余命1日の魔法書士

中須ゆうtive

異世界魔法書士は闇を叶える

異世界魔法書士いせかいまほうしょしは闇を叶える。誰もが1度は聞いたことがあるだろう。この世界には魔法書士という職業がある。本の世界に連れて行って人々の心の闇を叶える素晴らしいお仕事だ。我も魔法書士として色々な闇を叶えてきた。どんな闇か教えてやろう。本の世界でハーレムを築きたい。物語がどのくらい怖いのか実際に体験したい。主人公の先輩と結ばれるはずだったヒロインを阻止して付き合う。部活動で青春する。冒険者をして自分が魔王になる。田舎で平和に暮らしたい。スポーツでライバル校を優勝させて好きな人に絶望を味わせる。推しとバンドをする。旅をする。世界を救う。お金持ちになる。多いだろう。
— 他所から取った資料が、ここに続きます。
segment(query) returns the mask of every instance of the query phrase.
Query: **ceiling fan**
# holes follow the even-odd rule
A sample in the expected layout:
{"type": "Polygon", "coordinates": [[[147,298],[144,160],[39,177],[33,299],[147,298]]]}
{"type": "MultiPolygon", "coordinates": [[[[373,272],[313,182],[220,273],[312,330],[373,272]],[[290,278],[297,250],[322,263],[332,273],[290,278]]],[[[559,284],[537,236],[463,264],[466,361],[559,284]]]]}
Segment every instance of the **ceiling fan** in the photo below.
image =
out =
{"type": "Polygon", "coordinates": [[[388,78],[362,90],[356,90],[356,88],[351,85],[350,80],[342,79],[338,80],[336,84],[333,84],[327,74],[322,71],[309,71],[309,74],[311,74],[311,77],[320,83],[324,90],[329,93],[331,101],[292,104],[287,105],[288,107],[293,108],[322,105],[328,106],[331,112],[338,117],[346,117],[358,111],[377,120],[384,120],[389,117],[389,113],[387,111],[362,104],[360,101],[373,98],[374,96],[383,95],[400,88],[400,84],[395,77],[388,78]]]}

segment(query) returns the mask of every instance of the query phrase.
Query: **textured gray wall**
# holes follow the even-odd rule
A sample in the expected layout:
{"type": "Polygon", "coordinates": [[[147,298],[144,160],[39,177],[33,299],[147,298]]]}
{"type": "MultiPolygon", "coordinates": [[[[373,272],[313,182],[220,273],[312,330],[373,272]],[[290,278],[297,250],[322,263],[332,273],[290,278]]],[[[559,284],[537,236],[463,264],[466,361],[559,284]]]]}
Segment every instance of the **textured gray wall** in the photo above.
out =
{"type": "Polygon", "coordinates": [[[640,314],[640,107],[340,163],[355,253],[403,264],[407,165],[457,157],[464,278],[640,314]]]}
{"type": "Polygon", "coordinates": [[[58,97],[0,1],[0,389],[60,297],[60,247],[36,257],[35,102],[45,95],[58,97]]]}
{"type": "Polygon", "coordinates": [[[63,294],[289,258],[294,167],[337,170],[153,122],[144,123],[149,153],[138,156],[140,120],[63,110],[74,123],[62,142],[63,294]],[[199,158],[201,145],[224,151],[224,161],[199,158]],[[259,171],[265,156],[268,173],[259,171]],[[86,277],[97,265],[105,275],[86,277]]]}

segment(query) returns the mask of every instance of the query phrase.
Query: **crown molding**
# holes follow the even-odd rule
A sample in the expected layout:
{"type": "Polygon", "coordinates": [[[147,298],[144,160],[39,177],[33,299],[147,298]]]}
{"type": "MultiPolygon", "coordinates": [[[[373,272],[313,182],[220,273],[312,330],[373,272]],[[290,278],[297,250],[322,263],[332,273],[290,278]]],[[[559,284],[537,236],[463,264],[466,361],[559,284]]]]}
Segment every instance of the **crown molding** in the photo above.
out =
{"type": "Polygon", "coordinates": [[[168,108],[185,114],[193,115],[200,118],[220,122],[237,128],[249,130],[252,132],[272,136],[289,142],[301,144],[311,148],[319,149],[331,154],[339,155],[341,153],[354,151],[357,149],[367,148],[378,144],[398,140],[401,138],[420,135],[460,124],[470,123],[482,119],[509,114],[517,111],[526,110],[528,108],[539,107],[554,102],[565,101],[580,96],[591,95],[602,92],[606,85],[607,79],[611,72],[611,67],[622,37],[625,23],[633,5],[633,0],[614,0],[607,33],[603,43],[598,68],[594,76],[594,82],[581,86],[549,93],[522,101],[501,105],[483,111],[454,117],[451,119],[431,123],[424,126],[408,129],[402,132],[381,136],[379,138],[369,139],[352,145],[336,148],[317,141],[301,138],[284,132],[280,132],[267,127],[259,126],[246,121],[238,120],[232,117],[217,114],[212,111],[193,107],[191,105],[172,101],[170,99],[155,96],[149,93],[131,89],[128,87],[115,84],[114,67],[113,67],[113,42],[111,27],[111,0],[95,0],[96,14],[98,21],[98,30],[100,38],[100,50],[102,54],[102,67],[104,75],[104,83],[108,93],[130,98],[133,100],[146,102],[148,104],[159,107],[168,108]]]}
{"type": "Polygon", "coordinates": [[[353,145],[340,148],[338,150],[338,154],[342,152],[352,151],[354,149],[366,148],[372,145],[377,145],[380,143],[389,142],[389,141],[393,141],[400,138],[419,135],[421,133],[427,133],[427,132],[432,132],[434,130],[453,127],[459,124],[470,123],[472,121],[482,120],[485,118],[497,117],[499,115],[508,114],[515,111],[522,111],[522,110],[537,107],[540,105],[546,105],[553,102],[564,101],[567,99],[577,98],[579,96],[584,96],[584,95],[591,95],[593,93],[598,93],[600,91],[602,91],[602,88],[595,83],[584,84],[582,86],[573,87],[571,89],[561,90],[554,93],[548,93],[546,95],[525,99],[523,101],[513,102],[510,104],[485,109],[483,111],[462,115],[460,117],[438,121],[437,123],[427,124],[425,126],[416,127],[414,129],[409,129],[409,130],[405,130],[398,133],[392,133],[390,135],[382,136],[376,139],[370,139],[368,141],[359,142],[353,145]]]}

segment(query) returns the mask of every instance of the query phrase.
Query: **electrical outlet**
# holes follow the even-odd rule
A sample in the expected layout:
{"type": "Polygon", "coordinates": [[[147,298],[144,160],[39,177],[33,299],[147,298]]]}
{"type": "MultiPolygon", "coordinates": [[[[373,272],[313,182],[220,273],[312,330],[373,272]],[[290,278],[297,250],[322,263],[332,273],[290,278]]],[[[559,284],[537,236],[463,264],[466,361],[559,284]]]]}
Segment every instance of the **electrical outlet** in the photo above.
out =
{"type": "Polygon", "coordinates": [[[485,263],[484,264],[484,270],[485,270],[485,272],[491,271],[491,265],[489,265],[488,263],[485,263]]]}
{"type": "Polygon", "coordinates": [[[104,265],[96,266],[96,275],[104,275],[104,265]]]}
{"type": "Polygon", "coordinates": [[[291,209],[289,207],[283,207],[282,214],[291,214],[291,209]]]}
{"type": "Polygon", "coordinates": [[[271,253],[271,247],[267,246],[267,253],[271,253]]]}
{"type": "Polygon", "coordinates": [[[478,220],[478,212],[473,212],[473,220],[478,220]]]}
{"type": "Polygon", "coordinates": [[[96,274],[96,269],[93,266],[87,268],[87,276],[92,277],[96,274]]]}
これら全ての依頼人を本の世界に連れていって叶えてやった。まぁ依頼人全員死んでるんだけどな。それはそうだろう。そうじゃなきゃ儲からない。まず、報酬は先払いだ。そんでもって本の世界の中で命の保証はしない。依頼人が死んだらそこで見殺しにして元の世界に帰還する。仮に生きていたとしても我が裏切り嘘の情報を吹き込んでそいつらが恨まれるところを楽しむ。それも一興。そして、元の世界に戻ってきたら依頼人の財産を全て頂く。そうして今まで生きてきた。これからもそうするつもりだ。人は皆、願いを叶えるために何かを犠牲にしなければならない。今日も依頼人を待たせている。我は報酬のことを考えながら大広間へ向かった。テーブルを挟んで向かい側、依頼人の女は席に着いていた。我も椅子に座る。


『お待たせ。それでご要件は?』

『本の世界に入って大嫌いな登場人物に嫌がらせしたいです。』


我は大声で笑う。

『ははっ!それは面白い!入りたい本のタイトルは決まってるのか?』

『夢の双子。』

『ほほう。どんな物語なんだ?』

『双子の妹が病で死んでしまう切ない作品です。』

『…楽しそうだな。ところで嫌がらせしたい登場人物というのは?』

『双子の妹のメヨイです。このピンク紫の髪色の娘。彼女は何もしなくても病気で死ぬのですが…理由は言わなくても良いですか?』

『良いだろう。さて、ここから本の世界へ行く決まりを伝えるぞ。1つ、報酬は先払いだ。』

『大金や価値のあるものですよね。どうぞ。』

金銀財宝、高価な品々、価値のある物が並んでいた。

『うむ。2つ、元の世界に帰れない可能性もあり、命の保証もしない。できるのは手伝いだけだ。』

『わかってます。』

『話が早いな。3つ、本の中に入るのに登場人物になるのだが、誰になりたい?』

『メヨイになります。』

『む?嫌がらせしたい相手になるのか?』

『悲惨な結末を迎えさせたいので。』

『よくわからんが、良いだろう。そこに座れ。この本に今から魔法をかけるぞ。』

我は本をテーブルに置き呪文を唱えた。


『この者を本の世界に連れて行きたまえ!』

本が光り輝く。すると、依頼人の女が立ち上がった。手には全ての魔法を反射する伝説の鏡を持っている。

『かかったな!魔法書士!』

『な!?』

『この顔に覚えはないか?』

『前の依頼人にそっくりだ…!』

『そうだ!私の双子の妹は魔法書士に会いに行ったあと行方不明になった。お前が殺したのだろう。お前に依頼したばかりに、あの子は…。今度はお前が死ぬ番だ!』


鏡が魔法を反射して光が瞬いた。